Comparative aquatic greenhouse gas emission rates across multiple land-use types and along impounded river systems

Inland water greenhouse gas (GHG) emissions are increasingly influenced by anthropogenic activities, with significant shifts in both the magnitude and composition of the emissions. To quantify this impact, we systematically synthesized data from 33 peer-reviewed publications reporting aquatic GHG emission rates across three anthropogenically modified landscapes—agricultural, urban, and impounded river systems. Our analysis reveals that inland waters within these systems exhibit substantially elevated GHG emissions compared to natural counterparts. Methane (CH₄) and nitrous oxide (N₂O) emissions show the most pronounced enhancements, with median amplification ratios of 2.0–10 and 2.4–13, respectively, across the studied systems. In contrast, carbon dioxide (CO₂) emissions demonstrate comparatively lower amplification (median ratios of <2.0–3.1). These findings highlight a pronounced human footprint on aquatic GHG fluxes and their associated biogeochemical drivers, emphasizing the need to prioritize anthropogenic landscapes in GHG mitigation strategies.

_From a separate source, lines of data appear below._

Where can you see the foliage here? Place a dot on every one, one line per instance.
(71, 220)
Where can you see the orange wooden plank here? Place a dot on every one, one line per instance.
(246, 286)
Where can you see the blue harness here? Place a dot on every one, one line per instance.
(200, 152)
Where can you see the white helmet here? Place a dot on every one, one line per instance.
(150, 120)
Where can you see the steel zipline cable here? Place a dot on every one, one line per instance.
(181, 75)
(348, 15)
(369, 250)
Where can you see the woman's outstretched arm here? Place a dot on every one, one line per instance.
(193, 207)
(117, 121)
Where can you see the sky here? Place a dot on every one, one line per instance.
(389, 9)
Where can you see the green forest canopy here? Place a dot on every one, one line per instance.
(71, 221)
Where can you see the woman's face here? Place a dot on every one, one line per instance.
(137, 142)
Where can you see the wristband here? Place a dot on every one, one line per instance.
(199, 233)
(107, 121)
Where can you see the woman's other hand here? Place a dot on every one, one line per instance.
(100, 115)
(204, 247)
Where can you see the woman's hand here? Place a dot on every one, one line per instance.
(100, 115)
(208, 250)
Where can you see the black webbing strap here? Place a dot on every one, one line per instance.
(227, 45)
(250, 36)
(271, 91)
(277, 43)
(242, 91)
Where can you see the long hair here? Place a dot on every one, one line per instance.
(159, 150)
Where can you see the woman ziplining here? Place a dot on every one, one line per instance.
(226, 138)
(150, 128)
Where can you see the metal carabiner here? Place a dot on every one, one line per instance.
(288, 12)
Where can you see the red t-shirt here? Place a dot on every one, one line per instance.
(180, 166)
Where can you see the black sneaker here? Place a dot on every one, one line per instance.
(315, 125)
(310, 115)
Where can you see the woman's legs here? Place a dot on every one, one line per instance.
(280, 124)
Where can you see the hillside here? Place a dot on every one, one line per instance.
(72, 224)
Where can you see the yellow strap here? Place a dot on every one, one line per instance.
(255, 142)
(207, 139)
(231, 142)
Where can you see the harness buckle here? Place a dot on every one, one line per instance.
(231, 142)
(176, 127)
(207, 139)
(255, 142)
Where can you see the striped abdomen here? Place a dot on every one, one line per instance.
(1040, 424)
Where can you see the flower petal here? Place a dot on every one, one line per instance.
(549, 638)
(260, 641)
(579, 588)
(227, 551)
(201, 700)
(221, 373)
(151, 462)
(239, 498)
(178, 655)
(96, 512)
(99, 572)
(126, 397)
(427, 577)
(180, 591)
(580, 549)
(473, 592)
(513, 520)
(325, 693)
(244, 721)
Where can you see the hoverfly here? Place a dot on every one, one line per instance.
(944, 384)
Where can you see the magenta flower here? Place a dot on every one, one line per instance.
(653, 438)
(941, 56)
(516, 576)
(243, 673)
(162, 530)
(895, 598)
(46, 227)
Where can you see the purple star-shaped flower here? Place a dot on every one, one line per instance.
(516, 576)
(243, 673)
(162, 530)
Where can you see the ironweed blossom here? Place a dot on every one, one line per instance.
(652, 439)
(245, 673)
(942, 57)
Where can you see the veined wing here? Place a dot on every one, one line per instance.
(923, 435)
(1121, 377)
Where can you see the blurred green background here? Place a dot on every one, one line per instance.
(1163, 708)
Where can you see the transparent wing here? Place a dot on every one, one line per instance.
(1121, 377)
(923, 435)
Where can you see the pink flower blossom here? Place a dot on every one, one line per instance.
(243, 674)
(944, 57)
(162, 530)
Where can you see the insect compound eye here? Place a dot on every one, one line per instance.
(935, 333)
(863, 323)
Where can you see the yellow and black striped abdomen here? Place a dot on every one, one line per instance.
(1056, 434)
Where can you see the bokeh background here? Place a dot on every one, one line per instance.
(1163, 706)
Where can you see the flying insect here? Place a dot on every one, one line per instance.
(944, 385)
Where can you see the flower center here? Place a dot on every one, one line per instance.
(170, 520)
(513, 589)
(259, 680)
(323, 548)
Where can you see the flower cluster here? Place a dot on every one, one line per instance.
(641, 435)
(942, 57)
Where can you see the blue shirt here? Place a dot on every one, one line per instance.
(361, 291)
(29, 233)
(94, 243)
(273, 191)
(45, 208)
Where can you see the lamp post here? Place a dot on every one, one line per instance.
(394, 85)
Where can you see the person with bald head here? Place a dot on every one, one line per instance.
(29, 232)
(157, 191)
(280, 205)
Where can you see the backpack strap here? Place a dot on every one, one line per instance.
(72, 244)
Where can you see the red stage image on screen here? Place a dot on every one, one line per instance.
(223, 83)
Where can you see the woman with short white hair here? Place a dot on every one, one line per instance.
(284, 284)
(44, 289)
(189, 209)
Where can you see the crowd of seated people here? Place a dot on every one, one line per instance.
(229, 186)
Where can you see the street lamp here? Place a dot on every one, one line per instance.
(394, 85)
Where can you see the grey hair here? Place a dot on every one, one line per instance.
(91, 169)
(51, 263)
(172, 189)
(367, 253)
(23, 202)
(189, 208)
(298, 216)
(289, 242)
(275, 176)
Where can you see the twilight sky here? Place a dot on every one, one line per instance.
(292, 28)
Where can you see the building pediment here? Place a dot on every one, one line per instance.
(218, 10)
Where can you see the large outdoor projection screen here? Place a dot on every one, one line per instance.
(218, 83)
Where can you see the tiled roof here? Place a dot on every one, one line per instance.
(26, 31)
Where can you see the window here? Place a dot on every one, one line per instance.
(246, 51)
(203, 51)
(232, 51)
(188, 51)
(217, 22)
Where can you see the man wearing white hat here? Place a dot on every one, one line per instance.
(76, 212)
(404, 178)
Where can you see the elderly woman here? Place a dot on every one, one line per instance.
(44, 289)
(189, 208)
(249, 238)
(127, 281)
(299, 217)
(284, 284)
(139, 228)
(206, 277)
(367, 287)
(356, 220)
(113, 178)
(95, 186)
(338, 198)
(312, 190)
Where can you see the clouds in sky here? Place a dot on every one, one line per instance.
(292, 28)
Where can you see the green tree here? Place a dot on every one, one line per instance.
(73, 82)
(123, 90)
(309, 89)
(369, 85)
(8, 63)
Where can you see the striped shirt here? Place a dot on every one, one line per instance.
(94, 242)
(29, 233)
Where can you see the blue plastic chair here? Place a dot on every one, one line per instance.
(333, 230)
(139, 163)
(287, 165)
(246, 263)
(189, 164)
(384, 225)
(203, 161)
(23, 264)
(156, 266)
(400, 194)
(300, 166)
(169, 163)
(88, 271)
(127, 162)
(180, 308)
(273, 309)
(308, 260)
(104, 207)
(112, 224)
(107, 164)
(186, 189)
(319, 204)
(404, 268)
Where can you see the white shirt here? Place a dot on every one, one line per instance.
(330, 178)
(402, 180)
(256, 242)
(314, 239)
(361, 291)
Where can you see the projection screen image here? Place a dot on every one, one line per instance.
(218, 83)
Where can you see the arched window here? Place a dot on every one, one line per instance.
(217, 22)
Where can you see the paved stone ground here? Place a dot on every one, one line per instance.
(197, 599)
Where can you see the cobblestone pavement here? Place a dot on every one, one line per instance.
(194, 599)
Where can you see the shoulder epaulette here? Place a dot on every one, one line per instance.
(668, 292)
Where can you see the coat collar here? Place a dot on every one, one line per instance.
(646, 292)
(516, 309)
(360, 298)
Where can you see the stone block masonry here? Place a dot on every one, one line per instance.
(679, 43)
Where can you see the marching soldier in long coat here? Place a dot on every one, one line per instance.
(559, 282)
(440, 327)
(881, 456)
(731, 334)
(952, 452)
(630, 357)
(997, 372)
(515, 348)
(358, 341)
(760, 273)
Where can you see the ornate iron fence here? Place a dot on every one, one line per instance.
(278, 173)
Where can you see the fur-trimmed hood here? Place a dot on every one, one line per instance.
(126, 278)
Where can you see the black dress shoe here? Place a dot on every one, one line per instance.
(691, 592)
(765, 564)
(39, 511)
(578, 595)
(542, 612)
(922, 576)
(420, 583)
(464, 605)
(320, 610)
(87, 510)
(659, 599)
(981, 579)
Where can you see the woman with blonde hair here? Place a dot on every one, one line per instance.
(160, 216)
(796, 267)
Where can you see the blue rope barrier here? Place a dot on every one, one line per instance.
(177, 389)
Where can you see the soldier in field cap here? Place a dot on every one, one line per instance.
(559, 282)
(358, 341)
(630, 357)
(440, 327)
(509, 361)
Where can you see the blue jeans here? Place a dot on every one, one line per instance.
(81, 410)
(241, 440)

Methods This dataset contains comparative measurements of greenhouse gas (GHG) emission rates from anthropogenically impacted inland waters and their corresponding reference sites. The data were compiled from a total of 33 peer-reviewed publications reporting emission rates across multiple land-use types and along impounded rivers. Both the ranges and arithmetic means of GHG emission rates were extracted, with all values standarized to units of molar mass per square meter per day (mol m-2 d-1). For agricultural and urban inland waters, reference sites were defined inland waters situalted in relatively more pristine forest or grassland land uses, as specified in the original studies. For reservoirs, reference sites were identified as their upstream reaches, as also specified in the original studies.